IPOL.ID – Pulau Widi di Halmahera, Maluku Utara lagi hangat diperbincangkan. Pasalnya santer beredar kabar pulau ini dijajakan untuk dijual. Tak hanya Pulau Widi. Ternyata yang dijual masih ada sekitar 100 pulau lagi di sekitar daerah yang sama. Dilansir situs resmi Kabupaten Halmahera, Pulau Widi sendiri terletak di Desa Gane Luar, Kecamatan Gane Timur, Kabupaten Halmahera Selatan, Maluku Utara, Indonesia.

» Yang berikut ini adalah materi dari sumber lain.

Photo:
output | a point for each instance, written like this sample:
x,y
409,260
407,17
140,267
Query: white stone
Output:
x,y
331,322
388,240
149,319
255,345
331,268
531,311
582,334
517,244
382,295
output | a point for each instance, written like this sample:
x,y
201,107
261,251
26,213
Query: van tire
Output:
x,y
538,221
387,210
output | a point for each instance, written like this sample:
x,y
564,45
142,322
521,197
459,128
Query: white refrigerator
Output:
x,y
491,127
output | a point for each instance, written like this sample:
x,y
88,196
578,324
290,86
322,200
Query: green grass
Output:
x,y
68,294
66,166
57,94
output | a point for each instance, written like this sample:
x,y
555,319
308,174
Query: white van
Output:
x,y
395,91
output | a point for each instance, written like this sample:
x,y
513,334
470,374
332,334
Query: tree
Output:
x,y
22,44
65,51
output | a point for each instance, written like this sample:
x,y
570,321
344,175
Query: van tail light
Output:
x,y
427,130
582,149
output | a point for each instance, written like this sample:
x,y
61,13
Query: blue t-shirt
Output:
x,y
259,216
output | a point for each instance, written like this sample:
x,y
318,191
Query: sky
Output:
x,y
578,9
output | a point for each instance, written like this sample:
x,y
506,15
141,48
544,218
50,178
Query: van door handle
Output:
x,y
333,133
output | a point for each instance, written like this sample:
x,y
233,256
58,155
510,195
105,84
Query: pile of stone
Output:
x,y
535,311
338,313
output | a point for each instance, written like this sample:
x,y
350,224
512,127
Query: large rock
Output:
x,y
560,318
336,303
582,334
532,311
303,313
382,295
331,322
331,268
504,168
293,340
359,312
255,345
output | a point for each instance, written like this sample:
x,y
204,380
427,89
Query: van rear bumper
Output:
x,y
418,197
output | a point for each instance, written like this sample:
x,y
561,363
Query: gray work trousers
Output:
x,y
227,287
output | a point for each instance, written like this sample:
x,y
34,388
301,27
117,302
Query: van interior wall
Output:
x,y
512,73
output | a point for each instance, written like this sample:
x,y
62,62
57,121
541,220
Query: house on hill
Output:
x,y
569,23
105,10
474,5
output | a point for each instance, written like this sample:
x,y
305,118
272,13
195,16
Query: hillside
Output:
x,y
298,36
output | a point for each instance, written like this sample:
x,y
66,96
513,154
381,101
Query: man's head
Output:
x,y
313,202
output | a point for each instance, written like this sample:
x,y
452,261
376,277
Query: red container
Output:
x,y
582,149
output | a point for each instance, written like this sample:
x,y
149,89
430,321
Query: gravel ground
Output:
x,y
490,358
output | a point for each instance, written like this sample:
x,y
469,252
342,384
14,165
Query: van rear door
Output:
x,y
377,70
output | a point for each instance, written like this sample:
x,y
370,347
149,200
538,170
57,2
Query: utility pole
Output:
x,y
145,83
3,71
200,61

Pihak yang akan menjual ratusan pulau itu adalah PT Leadership Islands Indonesia (PT LII). Sebagai informasi, PT LII merupakan perusahaan yang diketahui memiliki hak untuk mengelola pulau-pulau di Kepulauan Widi yang akan dijual melalui lelang. Lantas, benarkah 100 pulau di Kepulauan Widi bakal dijual?
Terkait ini Direktur Jenderal Tata Ruang, Gabriel Tribawa mengungkapkan, ditinjau dari aspek Rencana Tata Ruang (RTR), baik dalam Rencana Tata Ruang Wilayah (RTRW) Provinsi Maluku Utara maupun RTRW Kabupaten Halmahera Selatan, Pulau Widi diperuntukkan sebagai Kawasan Hutan Lindung.
“Pulau Widi termasuk Kawasan Hutan Lindung. Oleh karena itu, tidak terdapat rencana pemanfaatan ruang selain hutan lindung tersebut” ungkap Gabriel Triwibawa baru-baru ini.
Tak hanya Gabriel, bahkan Kementerian Kelautan dan Perikanan (KKP) juga ikut angkat bicara soal kabar lelang Kepulauan Widi. Direktur Jenderal Pengelolaan Ruang Laut KKP Victor Gustaaf menegaskan, Kepulauan Widi adalah milik Indonesia yang dilindungi peraturan perundang-undangan.
“Berdasarkan peraturan perundang-undangan, gugusan Kepulauan Widi tidak boleh dimiliki orang asing dan tidak boleh diperjualbelikan,” tegas Victor dalam keteranganya di tempat terpisah.
Victor menambahkan, badan hukum asing yang didirikan menurut hukum di Indonesia dan berkedudukan di Indonesia hanya dapat diberikan hak guna usaha (HGU) dan hak guna bangunan (HGB). Hal tersebut juga berlaku bagi PT Leadership Islands Indonesia (LII) yang merupakan pengembang Kepulauan Widi di Maluku Utara.
“Prinsipnya hanya pemanfaatan saja dan itu pun dilaksanakan secara ketat sesuai dengan regulasi yang berlaku. Tidak bisa diperjualbelikan,” ujar Victor.
Victor juga menyampaikan, hingga kini PT LII sebagai pemegang izin pengelolaan Kepulauan Widi di Maluku utara belum mengantongi Persetujuan Kesesuaian Kegiatan Pemanfaatan Ruang Laut (PKKPRL).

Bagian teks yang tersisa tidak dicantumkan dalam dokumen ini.